Taking a look at iron ore, the raw material for steel, it’s hard to believe that the world can do without it for long. For starters, despite China’s setbacks dealing with covid-19 and bringing their industrial production back to 2019 levels, President Xi Jinping has been vouching for China meeting its economic goals set for 2022, darkened economic horizons notwithstanding. An extremely strong US dollar does not help demand for commodities prices and there may be more pain ahead before the market finds its footing, but it would be hard to see that commodities prices will remain sustainably weak for long
strengthening market
Economics and growth statistics out of China have to be taken with a pinch of salt at the time, but as of July 2022, portside iron ore inventories in China stand at approximately 132m tons, the lowest level of inventories in the past ten months. Between the low inventories, a rekindling of Chinese production and also given that it takes more than a month to ship iron ore from Brazil to China, a strengthening of the iron ore market should be expected.

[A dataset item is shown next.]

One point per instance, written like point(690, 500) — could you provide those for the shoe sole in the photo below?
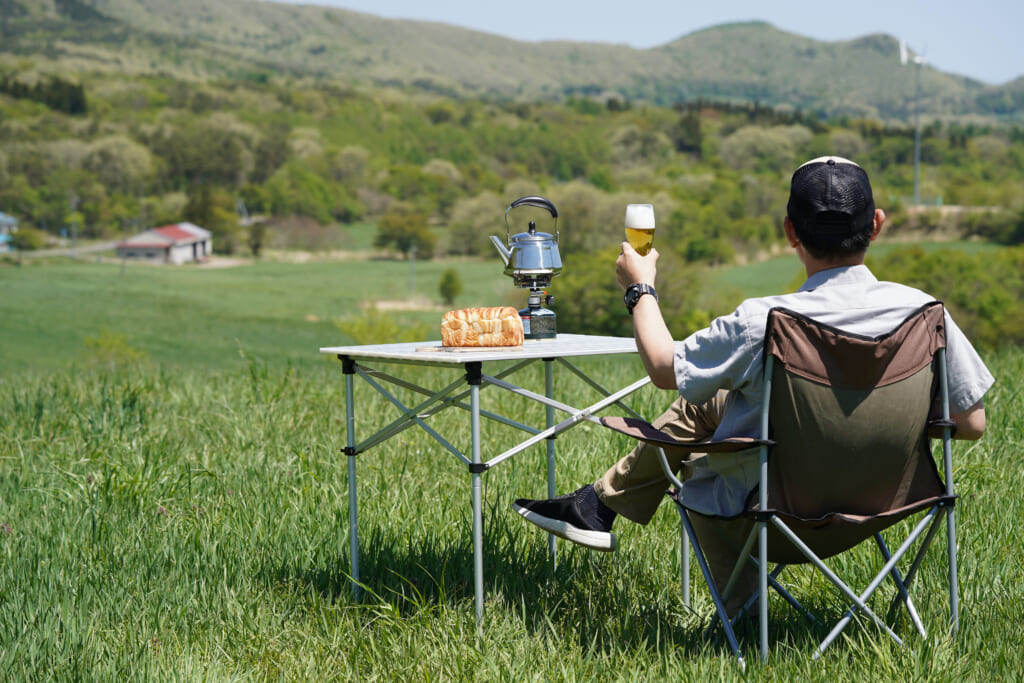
point(603, 541)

The chart shows historic freight costs for iron ore (in terms of US$ per ton shipped by capesize vessel) from Dampier in Australia and Tubarao in Brazil to Qingdao in China; the freight differential is well established between the two routes (given the distance differential), and the capesize freight rally nicely coincided with the rally in the iron ore price, for both routes.
Capesize rates for iron ore have come down, too, in the last six months, but freight rates are picking up steam again. If this is a kind of leading indicator, iron ore prices should be expected to tick up, too.